Gérard Onesta : « Dix ans après, je reste inconsolable »
Pour Gérard Onesta, nous avons raté l’opportunité de « faire histoire ».
dans l’hebdo N° 1355 Acheter ce numéro
Je ne suis pas un déçu du 29 mai 2005, mais du 30 mai et des mois qui ont suivi. Pour moi, le « oui » était la seule manière juridique de revenir ensuite à la charge pour corriger les gros défauts du TCE : j’étais en effet parfaitement d’accord avec les deux grands arguments des « nonistes » pro-européens, à savoir que ce traité allait constitutionnaliser les politiques – un retour de l’URSS ? – et que le mécanisme permettant son évolution était tellement compliqué qu’il aurait été inopérant, surtout avec un élargissement de l’Union. Cependant, le match n’était pas perdu, nous n’étions qu’à la mi-temps. Une disposition du TCE nous laissait deux ans devant nous pour oser l’Europe rêvée, et j’ai travaillé à établir la jonction entre les « nonistes » de gauche et les partisans d’un texte constitutionnel européen simple – une quinzaine de pages –, débarrassé des deux principales tares que je cite. Dans le prolongement de ce vrai moment de démocratie et d’intelligence qu’a suscité le débat sur le TCE dans l’opinion, nous aurions pu remplir les estrades en appelant à un authentique processus constituant citoyen.
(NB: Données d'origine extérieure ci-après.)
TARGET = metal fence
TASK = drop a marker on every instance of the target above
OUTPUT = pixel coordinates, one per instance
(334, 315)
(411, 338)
Le Parlement européen, à une large majorité, s’était d’ailleurs dit prêt à se saisir vite des nouveaux pouvoirs octroyés par le TCE pour l’améliorer.
La suite, je l’avais prophétisée : un passage en force du libéralisme, concrétisé par le traité de Lisbonne, qui offre toute la boîte à outils nécessaire à l’œuvre du « libre renard dans le libre poulailler » ; les politiques d’austérité qui étranglent la Grèce ; la conduite du Royaume-Uni qui revendique tous les avantages d’une Union sans avoir à porter de clauses sociales ou environnementales. Et un processus d’intégration des citoyens dans l’UE en grand danger. Je me suis rendu compte en 2011 du trauma généré par 2005, à l’occasion des négociations de l’accord électoral PS-EELV : la discussion sur l’Europe a été renvoyée à l’ultime réunion et, sur les 28 propositions que j’avais formulées, pas une seule n’a été retenue ! Au PS, on m’a expliqué qu’il n’y avait rien à gagner sur ce terrain, que des coups à prendre – la trouille au ventre, une vraie régression politique ! Ne pas réinventer l’Union, c’est plus de morts en Méditerranée, zéro pension de retraite dans les pays du Sud de l’Europe, la croissance des emplois précaires au Nord, des politiques énergétiques anti-climat, etc. Il n’existait donc pas de plan B derrière le « non », et cette donne n’aurait en rien été changée par une victoire plus massive de ses partisans le 29 mai. Nous avons raté cette opportunité citoyenne de « faire histoire ». Dix ans après, j’en reste inconsolable. J’ai passé la fin de l’année 2005 à tenter d’organiser la jonction avec les « nonistes » pro-européens pour élaborer ce que j’ai appelé « le plan A+ ». En vain. Et j’en veux aussi aux partisans du « oui » de n’y avoir pas plus contribué.